Historic cloth market reopens01/08/17Culture
Once the centre of the global woollen trade, the Piece Hall in Halifax, UK, will reopen today (1 August) following a three-and-a-half-year renovation of the Georgian building.
Built between 1774 and 1779, the Grade-I listed building is the only surviving cloth hall in the country, and one of three in Europe.
Nicky Chance-Thompson, chief executive of The Piece Hall Trust, said: “It has been a hidden gem in the past, but it won’t be hidden for much longer.”
Local authorities, having provided £10m (~€11.2m) of the £20m required, hope it will become a cultural attraction for the West Yorkshire town and the UK more generally.

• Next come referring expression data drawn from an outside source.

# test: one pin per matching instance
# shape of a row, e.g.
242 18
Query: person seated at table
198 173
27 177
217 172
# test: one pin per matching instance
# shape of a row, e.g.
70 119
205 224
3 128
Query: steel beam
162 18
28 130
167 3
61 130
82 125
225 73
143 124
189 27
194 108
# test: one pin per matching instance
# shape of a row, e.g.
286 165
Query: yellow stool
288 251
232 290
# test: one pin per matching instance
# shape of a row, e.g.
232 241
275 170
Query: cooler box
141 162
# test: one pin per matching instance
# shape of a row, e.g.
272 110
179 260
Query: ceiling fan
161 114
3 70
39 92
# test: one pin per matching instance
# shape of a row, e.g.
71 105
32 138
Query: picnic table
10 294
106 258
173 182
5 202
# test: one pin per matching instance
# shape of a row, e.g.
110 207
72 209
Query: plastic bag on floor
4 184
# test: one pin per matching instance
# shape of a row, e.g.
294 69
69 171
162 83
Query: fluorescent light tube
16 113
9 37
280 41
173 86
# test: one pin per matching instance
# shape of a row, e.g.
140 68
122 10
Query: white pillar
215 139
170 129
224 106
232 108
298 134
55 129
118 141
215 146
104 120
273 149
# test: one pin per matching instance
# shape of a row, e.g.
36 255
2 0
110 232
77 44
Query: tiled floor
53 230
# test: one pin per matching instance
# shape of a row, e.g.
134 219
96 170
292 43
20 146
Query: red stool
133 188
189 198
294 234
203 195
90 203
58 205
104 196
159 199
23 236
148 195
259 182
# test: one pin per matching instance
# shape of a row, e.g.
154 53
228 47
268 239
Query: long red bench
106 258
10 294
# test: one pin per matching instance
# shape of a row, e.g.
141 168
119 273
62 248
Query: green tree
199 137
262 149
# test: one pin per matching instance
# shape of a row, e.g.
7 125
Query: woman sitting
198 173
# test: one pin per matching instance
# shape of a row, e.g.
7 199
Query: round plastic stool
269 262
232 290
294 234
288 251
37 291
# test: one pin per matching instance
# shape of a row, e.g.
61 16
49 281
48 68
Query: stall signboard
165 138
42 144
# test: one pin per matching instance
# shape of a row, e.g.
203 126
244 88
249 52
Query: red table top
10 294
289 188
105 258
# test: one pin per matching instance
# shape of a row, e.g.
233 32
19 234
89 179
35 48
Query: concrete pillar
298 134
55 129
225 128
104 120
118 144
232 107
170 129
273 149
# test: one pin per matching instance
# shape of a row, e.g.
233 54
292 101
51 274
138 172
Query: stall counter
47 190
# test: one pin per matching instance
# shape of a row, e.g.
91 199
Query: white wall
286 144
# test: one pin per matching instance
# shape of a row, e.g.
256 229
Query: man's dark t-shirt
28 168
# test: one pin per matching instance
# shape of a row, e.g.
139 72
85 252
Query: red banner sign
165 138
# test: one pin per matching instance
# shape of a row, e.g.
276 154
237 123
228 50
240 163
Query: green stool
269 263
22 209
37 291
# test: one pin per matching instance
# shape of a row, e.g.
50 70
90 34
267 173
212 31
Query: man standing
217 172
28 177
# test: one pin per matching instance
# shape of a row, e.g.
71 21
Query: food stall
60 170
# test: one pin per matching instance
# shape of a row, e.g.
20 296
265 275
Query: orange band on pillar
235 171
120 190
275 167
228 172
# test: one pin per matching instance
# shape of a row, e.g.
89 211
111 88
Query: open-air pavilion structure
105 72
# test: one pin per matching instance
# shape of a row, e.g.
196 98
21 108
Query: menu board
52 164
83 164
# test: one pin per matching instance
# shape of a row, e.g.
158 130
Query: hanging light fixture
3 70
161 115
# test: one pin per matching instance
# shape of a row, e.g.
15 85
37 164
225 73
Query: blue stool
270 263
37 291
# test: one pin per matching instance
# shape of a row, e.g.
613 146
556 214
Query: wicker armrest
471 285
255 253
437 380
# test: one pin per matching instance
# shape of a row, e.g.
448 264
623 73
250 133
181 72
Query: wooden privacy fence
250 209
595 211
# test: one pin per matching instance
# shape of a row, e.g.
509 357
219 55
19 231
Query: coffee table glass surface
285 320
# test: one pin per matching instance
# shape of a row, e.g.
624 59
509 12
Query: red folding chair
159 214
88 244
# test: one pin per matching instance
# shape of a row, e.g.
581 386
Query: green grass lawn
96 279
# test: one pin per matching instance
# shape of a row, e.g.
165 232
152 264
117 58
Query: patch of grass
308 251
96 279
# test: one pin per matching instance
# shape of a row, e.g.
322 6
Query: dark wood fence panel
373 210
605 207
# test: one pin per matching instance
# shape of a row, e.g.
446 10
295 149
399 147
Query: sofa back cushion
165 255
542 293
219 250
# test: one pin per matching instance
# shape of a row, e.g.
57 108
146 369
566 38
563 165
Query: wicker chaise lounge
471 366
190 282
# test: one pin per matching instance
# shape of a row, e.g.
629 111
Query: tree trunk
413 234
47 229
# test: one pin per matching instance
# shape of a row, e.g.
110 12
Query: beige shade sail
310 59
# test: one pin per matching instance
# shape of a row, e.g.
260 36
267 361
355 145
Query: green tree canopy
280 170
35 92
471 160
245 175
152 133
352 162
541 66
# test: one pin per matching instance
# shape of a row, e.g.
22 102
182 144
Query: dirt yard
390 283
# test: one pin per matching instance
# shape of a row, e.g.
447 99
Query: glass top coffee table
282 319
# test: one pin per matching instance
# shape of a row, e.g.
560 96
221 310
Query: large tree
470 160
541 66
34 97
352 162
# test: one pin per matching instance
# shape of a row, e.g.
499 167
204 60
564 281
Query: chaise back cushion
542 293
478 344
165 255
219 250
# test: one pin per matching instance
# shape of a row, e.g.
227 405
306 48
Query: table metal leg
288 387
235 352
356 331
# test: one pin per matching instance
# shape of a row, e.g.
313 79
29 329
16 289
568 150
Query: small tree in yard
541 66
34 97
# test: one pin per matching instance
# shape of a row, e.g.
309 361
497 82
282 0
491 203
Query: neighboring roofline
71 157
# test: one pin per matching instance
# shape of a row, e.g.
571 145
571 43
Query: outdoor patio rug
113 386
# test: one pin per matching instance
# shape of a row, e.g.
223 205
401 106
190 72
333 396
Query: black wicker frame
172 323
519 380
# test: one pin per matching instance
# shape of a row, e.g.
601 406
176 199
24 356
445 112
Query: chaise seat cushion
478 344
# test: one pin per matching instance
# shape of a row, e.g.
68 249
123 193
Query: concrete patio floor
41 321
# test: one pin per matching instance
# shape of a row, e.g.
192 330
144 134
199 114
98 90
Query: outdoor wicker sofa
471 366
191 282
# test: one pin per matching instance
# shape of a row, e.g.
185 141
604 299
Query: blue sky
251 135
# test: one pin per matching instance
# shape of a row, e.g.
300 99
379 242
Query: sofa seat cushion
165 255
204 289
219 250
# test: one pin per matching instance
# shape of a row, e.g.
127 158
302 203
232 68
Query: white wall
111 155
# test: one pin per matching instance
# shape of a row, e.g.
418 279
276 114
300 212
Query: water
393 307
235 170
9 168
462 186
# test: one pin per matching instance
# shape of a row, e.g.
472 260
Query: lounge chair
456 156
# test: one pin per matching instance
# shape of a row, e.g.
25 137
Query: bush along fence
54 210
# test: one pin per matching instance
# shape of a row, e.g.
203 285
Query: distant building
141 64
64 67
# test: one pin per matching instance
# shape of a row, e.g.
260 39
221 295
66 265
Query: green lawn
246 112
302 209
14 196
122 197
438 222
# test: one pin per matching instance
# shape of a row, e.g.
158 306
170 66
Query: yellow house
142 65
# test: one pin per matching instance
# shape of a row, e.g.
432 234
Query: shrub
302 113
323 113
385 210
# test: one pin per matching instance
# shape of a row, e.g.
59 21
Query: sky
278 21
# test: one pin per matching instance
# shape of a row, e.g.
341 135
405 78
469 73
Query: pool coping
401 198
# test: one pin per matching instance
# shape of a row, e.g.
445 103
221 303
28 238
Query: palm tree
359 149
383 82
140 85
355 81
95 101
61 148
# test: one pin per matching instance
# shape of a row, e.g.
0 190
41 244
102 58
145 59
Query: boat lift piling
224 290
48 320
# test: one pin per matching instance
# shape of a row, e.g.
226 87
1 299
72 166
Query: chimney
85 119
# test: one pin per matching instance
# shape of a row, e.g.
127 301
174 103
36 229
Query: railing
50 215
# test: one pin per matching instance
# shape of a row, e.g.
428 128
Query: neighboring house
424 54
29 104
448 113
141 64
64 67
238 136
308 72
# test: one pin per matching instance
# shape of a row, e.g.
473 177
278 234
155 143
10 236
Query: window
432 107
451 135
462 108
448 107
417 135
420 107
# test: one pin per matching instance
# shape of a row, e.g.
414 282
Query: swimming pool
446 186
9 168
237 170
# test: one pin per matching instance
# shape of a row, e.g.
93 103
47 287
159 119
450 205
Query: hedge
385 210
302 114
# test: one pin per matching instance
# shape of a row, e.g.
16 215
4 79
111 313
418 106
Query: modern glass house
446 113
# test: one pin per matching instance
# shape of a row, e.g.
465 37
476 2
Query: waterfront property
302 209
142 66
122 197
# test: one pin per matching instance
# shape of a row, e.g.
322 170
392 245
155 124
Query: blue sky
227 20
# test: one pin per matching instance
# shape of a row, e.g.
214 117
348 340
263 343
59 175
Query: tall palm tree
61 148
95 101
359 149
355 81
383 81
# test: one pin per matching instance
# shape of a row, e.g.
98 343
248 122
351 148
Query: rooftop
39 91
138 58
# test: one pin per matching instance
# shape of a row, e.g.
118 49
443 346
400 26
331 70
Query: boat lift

The 66,000 square feet courtyard will host arts events while the 315 units in the galleries which surround it, formerly used for storing cloth, have been transformed into bars, shops and cafés. The council hopes to attract up to 1.6 million visitors every year.
Designed by local architect Thomas Bradley, the restoration of the hall was a complex process as no detailed plans existed.
Councillor Tim Swift, leader of Calderdale Council, said: “It’s a 250-year-old Georgian building for which no architectural plans exist, so it was always going to throw up a few surprises. We knew that a cemetery existed underneath the Piece Hall, but it turned out to be bigger than we thought.”
Conservationists discovered that the remedial work would have to be more extensive than planned due to poor repairs. To complicate the plans further, a graveyard with 217 skeletons was unearthed.